“I’ve lost count of the number of companies I’ve seen where a central office, usually the accounts department, dictates to another group of employees what their budget should be – and then acts all surprised when reality at the end of the year doesn’t match their expectations,” says Kevin Phillips, MD of idu Software.
Budgets aren’t tailored to specific needs
Sales people are burdened with targets, with no consideration of their unique circumstances or input. Yet the people in the field in each region have the best “feel” for what may happen in their territory over the next year. This includes which of their big customers are losing market share, which competitors may enter the area, whether the year is going to be tough or prosperous.
Providing your team with a budget with a standard 10% increase slapped onto last year’s sales target is not only unfair, but also unrealistic.
Hard times inevitably mean tougher targets
During hard economic times, companies often turn to dictatorial strategies.

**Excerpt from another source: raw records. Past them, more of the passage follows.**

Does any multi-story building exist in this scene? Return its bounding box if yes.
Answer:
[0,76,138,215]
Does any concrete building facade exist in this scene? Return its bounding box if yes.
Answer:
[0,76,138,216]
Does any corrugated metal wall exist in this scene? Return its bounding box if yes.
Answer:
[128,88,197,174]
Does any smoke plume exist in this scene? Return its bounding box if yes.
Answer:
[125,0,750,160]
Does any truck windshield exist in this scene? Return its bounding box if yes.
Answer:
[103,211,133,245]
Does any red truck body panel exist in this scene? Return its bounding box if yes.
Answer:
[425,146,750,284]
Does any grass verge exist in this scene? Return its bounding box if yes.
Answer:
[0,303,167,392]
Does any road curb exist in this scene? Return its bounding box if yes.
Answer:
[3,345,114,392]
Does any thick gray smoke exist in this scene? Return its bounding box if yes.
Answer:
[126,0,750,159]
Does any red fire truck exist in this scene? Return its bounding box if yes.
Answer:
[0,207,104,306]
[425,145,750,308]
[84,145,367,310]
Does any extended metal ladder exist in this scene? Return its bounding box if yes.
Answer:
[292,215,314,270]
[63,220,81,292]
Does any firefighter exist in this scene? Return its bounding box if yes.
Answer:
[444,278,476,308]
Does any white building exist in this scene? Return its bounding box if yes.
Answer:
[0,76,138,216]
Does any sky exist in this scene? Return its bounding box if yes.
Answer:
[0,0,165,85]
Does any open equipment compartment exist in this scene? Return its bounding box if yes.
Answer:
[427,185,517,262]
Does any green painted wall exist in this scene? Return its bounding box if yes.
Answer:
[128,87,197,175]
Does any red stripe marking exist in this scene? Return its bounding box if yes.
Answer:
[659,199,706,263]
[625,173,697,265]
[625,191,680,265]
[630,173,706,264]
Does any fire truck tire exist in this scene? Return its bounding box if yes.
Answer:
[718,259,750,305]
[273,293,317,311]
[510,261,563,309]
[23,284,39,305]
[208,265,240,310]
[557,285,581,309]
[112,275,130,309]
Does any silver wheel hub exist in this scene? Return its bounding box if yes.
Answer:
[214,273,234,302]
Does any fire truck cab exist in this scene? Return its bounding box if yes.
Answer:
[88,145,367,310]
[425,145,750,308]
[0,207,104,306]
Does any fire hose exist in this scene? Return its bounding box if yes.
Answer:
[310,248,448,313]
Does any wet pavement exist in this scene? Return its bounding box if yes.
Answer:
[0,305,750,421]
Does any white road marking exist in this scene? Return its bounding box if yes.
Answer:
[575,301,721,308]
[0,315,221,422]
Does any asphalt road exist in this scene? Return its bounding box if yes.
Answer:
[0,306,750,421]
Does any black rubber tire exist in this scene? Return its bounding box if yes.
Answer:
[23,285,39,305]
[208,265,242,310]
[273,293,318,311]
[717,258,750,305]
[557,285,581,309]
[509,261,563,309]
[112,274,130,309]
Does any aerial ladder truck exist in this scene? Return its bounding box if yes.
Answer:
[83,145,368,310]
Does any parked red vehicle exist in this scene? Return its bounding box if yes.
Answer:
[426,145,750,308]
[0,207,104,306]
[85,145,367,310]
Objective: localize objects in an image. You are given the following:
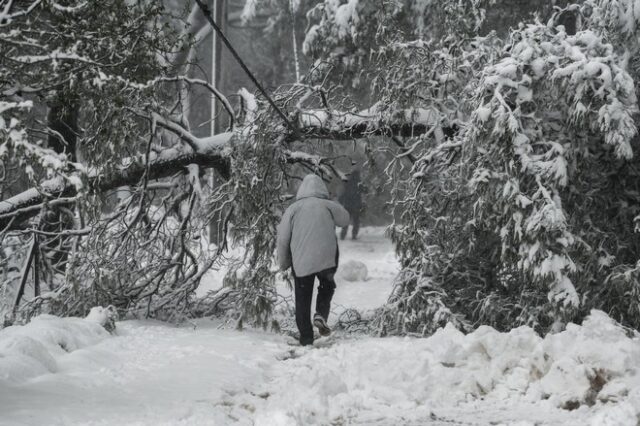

They send out the spreadsheets asking each region or department to submit its budget. Then spend weeks wrestling all the returning information into shape, before sending it back again for changes.
They are likely to repeat the process several times before imposing a brute-force solution in the hopes of reaching the desired financial outcome.
Don’t cut management out of the loop
Disregarding the opinion of middle managers can be dangerous. If management feels they have no real ownership of the budget, they are less inclined to commit to meeting it.
Likewise, unreachable targets can be extremely demoralising to sales staff – and low morale equals low productivity. At the end of the day, the lack of credible information begets a vicious cycle.
A centralised, shared solution
There is an easy fix to this problem. One database, which everyone can see and contribute to, solves the challenge of collating multiple spreadsheets.
With a central database that’s accessible over the web:
- you can control individual read and write privileges,
- everyone can always see the big picture; and
- that picture is always up to date.